X-ray free electron lasers such as LCLS have been revolutionary in structural biology, allowing unique experiments on many different types of molecules.
The promise of the X-ray free electron laser
Shortly after scientists from the SLAC National Accelerator Laboratory proposed to drive the Linac Coherent Light Source, the potential of these novel X-ray light sources for structural biology became clear.
With the help of molecular dynamics modeling, it was shown that the ultrafast X-ray pulses from an X-ray Free Electron Laser (XFEL) such as LCLS could be used to record high-resolution X-ray diffraction data from proteins before the majority of X-ray radiation damage takes place (a principle known as “diffraction-before-destruction”).
After the world’s first XFEL started running in 2009, the first teams rapidly succeeded in providing a proof of principle for protein crystallography using femtosecond X-ray pulses. Only 3 years after LCLS came online, it was shown that the XFEL can be used to determine atomic resolution structures from protein microcrystals.
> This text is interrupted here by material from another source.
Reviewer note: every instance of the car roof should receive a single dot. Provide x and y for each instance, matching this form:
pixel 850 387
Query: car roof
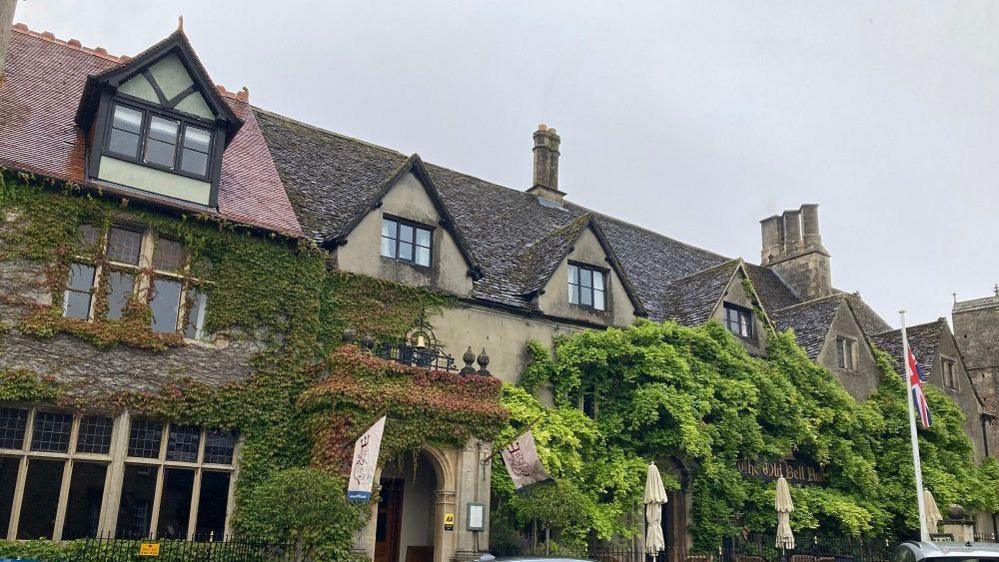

Today, several instruments are available at LCLS to determine macromolecular structures, study time-resolved dynamics or perform challenging spectroscopy experiments.
Impact of X-ray free electron lasers in biological sciences
Since LCLS came online in 2009, the XFEL has made a large impact in diverse areas of structural biology.
The intense, ultrafast X-ray pulses have allowed the study of radiation-sensitive macromolecules (including metalloproteins) and targets that are difficult to crystallize, including many medically relevant membrane proteins. LCLS has also enabled the study of time-resolved protein dynamics, providing scientists with molecular movies of macromolecules in action.